The models are accessible under the highly permissive Massachusetts Institute of Technology (MIT) license for both commercial and non-commercial use. The work is described as a preprint that has not yet been peer reviewed. 

“All in” on AI biology 

Last November, Chan and Zuckerberg made the pledge to go “all in on AI-powered biology,” announcing that the organization’s scientific teams will now unite under a single entity, known as Biohub, where the duo would place the majority of their philanthropic effort.  

Concurrently, Rives and EvolutionaryScale colleagues were recruited to tackle disease by decoding the “grammar” of amino acids through billions of years of evolution. That same mission had once secured a whopping $142 million seed round when the startup unveiled in 2024. The raise was led by Nat Friedman, Daniel Gross and Lux Capital, and included participation from Amazon Web Services (AWS) and NVentures, Nvidia’s corporate venture arm. 

Biohub continues to advance virtual biology by building digital representations of molecules, genomes, cells, and living systems. The new ESM release joins Biohub’s growing ecosystem of biology models, including TranscriptFormer, which was published in Science earlier this month.  

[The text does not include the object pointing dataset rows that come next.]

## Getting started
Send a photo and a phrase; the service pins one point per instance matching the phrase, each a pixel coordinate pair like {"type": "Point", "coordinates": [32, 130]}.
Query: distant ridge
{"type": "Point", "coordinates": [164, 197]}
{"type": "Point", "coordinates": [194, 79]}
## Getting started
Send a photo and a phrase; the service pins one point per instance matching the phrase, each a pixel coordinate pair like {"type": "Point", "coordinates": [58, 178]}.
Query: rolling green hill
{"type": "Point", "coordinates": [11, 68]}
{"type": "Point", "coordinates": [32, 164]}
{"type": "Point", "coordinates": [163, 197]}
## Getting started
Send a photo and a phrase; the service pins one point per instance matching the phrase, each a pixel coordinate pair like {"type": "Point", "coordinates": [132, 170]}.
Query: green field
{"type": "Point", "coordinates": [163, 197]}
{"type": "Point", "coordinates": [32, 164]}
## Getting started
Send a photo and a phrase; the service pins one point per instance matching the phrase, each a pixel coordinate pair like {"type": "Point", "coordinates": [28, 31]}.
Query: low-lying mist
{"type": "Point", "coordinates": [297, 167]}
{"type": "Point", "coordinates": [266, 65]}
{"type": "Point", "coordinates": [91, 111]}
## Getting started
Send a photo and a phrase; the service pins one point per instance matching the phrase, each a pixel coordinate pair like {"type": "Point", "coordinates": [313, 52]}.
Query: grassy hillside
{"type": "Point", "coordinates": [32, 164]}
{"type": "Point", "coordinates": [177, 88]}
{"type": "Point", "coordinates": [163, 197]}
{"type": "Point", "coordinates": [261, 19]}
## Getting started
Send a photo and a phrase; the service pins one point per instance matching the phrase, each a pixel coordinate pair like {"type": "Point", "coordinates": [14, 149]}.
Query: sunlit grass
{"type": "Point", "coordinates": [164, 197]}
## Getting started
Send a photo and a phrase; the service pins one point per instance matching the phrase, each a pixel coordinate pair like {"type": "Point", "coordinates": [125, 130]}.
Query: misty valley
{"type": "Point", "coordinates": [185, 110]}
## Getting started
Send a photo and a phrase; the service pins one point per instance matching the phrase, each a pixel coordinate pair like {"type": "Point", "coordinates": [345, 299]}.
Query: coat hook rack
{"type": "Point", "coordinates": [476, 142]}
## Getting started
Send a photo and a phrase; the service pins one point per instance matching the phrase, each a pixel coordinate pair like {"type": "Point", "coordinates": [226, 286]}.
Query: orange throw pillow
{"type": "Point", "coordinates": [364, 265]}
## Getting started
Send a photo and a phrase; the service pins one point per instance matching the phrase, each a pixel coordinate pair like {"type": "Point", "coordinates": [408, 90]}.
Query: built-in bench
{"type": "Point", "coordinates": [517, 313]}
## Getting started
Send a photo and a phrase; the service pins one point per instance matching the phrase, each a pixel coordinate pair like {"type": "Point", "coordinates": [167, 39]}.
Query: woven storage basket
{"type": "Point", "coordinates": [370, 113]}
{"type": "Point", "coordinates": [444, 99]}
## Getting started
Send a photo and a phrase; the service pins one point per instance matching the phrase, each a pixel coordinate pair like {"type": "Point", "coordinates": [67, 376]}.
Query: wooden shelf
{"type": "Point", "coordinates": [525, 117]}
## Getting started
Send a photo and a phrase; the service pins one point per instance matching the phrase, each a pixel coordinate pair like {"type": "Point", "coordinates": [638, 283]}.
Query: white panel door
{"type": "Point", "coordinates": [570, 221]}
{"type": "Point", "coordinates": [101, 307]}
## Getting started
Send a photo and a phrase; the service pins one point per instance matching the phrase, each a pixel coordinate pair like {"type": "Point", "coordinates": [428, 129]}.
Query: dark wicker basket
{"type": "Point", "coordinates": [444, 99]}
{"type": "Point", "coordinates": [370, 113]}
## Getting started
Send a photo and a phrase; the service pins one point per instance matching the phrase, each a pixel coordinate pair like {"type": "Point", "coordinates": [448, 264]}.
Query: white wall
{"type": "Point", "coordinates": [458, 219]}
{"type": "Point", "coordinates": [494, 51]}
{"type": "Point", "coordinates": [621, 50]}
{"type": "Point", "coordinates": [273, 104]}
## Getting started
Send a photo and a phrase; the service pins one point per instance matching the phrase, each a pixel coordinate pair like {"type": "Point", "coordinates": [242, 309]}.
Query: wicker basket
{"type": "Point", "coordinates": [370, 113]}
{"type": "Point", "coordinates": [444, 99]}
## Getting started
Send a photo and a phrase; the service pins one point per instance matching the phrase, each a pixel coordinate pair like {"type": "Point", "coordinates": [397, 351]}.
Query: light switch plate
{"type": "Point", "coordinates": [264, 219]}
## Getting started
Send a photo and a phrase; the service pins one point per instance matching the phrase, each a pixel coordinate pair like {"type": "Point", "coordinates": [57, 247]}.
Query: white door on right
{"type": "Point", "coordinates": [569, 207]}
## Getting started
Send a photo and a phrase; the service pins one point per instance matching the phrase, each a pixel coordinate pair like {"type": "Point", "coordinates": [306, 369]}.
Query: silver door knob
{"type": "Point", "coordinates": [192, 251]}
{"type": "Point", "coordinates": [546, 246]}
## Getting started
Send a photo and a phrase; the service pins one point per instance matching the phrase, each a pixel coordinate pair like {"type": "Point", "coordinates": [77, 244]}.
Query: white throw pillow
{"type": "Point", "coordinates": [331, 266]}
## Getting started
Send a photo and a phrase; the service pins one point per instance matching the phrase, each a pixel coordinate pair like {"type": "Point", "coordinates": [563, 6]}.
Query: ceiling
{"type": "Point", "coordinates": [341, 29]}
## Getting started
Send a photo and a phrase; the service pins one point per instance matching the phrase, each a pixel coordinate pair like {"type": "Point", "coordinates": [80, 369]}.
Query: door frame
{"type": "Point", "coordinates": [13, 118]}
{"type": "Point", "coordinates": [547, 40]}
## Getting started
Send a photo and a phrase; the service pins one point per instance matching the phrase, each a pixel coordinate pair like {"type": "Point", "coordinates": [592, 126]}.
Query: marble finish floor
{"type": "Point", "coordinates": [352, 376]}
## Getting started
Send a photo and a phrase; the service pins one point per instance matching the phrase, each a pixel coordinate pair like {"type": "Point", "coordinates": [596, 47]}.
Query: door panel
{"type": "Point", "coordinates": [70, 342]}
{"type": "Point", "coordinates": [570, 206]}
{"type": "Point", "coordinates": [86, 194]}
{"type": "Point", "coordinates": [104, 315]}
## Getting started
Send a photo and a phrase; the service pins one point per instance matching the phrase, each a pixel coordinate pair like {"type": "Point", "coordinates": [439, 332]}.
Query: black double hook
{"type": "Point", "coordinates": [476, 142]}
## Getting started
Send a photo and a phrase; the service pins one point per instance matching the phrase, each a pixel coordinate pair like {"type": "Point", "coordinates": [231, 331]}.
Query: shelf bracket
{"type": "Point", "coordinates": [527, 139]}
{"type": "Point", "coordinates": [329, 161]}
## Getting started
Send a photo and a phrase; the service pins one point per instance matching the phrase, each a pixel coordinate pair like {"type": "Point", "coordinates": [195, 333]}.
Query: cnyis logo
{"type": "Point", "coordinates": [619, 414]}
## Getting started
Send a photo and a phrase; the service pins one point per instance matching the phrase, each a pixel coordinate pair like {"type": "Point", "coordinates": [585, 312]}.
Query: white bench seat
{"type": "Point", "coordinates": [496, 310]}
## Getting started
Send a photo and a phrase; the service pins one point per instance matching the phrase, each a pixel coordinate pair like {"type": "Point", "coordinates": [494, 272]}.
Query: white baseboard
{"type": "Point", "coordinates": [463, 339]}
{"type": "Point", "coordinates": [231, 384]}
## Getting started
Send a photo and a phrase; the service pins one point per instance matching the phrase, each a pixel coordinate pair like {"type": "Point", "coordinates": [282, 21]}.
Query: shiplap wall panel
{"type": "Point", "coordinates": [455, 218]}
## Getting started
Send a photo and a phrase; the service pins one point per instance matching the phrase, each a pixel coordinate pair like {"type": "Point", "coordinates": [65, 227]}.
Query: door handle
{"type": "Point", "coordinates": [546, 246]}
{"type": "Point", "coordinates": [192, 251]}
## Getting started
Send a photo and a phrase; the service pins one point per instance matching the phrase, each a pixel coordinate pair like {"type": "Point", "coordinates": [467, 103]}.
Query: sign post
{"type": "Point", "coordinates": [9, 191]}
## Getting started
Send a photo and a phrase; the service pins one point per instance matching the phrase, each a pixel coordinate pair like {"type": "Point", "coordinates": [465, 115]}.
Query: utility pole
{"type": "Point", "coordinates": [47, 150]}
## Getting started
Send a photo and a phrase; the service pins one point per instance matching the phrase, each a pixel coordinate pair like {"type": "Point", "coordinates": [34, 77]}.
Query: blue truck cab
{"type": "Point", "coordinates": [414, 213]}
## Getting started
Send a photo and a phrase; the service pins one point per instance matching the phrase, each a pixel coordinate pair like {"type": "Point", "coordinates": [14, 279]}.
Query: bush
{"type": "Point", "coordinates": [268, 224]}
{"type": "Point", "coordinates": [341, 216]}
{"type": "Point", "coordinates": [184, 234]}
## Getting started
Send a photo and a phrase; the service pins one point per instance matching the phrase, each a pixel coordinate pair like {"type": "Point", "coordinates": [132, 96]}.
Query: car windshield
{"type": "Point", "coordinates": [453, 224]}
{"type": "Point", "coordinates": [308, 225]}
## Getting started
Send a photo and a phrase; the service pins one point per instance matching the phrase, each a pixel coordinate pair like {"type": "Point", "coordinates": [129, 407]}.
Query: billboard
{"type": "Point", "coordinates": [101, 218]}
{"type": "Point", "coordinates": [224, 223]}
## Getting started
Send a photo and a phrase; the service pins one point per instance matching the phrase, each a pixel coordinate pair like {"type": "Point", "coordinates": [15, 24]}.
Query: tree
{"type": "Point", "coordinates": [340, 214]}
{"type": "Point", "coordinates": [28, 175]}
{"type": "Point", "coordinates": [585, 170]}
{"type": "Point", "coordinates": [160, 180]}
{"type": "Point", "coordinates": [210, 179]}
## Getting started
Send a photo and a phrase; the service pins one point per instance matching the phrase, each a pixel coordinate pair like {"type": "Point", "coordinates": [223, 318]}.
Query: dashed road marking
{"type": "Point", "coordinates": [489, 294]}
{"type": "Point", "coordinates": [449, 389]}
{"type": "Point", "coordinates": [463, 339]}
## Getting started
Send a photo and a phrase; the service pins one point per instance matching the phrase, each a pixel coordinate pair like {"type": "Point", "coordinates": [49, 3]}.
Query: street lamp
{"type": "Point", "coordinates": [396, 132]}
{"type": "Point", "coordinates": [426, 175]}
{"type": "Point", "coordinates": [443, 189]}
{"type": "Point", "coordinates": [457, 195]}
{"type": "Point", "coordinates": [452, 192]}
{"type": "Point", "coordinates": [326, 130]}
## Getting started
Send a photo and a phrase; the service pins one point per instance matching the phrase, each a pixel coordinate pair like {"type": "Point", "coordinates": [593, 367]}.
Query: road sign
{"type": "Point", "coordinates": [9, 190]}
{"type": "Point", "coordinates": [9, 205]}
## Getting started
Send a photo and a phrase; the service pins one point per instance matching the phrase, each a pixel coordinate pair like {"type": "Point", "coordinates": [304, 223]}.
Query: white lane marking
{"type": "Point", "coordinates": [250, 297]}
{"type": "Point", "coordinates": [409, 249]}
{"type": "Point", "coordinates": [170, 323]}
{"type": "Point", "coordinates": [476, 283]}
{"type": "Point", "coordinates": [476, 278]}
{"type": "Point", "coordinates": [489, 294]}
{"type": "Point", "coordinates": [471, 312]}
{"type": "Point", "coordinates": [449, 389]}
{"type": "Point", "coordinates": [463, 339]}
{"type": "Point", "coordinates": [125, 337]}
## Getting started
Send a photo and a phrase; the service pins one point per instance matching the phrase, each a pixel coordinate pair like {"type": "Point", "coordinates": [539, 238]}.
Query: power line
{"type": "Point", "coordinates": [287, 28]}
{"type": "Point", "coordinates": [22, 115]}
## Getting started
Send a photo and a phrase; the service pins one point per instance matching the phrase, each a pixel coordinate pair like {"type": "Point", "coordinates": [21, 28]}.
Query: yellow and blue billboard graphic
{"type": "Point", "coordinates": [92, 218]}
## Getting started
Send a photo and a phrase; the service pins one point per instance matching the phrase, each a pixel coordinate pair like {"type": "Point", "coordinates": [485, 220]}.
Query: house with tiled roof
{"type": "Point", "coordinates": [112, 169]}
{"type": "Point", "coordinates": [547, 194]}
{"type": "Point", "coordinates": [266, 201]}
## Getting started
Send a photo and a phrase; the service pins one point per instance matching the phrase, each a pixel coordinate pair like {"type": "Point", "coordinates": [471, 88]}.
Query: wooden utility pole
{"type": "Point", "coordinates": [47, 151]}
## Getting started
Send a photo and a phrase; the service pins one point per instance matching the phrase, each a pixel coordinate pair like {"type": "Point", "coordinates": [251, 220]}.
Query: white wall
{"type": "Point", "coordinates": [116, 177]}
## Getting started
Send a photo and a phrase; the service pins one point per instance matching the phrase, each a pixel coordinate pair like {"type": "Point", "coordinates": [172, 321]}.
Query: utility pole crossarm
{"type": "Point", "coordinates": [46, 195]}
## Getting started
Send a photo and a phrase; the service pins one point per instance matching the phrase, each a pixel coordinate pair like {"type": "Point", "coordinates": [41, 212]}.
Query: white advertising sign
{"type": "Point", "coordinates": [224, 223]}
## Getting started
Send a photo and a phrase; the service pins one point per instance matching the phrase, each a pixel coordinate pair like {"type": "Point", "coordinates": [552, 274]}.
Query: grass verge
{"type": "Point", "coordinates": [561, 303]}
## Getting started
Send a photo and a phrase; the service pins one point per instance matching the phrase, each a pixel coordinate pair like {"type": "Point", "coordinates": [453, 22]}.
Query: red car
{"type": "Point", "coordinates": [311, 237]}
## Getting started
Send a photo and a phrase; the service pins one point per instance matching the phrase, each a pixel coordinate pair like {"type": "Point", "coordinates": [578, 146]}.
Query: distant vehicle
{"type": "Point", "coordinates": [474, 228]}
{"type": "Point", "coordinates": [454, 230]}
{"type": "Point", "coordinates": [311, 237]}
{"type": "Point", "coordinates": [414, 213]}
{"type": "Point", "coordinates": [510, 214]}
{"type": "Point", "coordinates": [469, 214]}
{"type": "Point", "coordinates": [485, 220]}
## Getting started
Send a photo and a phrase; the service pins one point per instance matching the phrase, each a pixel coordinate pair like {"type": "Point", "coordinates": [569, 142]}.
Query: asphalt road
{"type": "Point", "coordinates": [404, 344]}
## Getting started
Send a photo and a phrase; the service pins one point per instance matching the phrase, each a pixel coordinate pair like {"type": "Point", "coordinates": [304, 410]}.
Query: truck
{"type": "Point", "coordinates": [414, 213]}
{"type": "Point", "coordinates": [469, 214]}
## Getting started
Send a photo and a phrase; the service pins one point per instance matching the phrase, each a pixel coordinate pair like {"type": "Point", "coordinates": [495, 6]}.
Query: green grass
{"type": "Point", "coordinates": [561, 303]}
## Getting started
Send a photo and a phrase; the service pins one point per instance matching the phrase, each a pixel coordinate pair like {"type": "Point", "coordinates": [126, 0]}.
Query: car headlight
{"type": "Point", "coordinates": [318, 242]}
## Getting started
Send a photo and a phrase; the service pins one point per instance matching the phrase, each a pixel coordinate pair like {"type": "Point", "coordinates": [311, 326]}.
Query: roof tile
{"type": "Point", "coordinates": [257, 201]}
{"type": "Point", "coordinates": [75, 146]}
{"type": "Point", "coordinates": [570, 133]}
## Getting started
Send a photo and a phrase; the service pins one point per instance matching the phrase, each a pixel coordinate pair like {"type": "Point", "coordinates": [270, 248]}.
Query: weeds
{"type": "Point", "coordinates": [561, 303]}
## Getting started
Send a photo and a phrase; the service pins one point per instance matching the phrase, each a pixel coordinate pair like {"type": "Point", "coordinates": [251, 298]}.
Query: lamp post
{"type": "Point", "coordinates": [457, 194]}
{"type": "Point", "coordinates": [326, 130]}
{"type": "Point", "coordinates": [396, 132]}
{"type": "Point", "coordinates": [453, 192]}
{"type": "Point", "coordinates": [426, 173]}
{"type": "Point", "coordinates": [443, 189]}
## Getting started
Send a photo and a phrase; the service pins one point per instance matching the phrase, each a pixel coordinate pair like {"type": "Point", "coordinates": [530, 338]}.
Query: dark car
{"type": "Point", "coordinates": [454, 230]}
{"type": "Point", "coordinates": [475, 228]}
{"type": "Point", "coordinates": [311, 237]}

The organization recently invested $500 million in the Virtual Biology Initiative, a five-year campaign to accelerate the creation of technologies and multi-modal datasets to build predictive models of biology. The commitment comes a few months after the organization announced a collaboration with Arc Institute and Tahoe Therapeutics to build the largest single cell chemical perturbation dataset to power the virtual cell. 

Evolution is all you need 

Biohub has applied the new ESM models to generate the ESM Atlas, a mapping of 6.8 billion sequences and 1.1 billion predicted structures to protein function using ESMC’s representations. Generating this atlas would have taken “billions of years of experimental work,” but was condensed into a couple of weeks with computational inference. The ESM Atlas is released open-source. 

By probing ESMC’s representations using sparse autoencoders (SAEs), a technique for identifying interpretable structure in large language models, the authors found that the model independently learned hierarchical organization covering the basic chemistry of individual amino acids, local structural interactions, and functional concepts across unrelated proteins, despite being trained only on sequence data. 

Notably, ESM Atlas SAE feature clusters brought together RNA-guided DNA endonucleases, eukaryotic Fanzor proteins and their evolutionary ancestor, prokaryotic TnpB, despite their high evolutionary divergence and low sequence similarity. These insights could support the development of new gene-editing tools. 

While the preprint’s results are still a step away from clinical impact, Rives reiterates the power of open science in placing these tools in the hands of researchers working directly in translational research. 

Biohub is partnering with a number of platform partners, including AWS Bio Discovery, Benchling, Phylo, Tamarind Bio, Modal, Tool Universe, and SandboxAQ, to make the models widely available.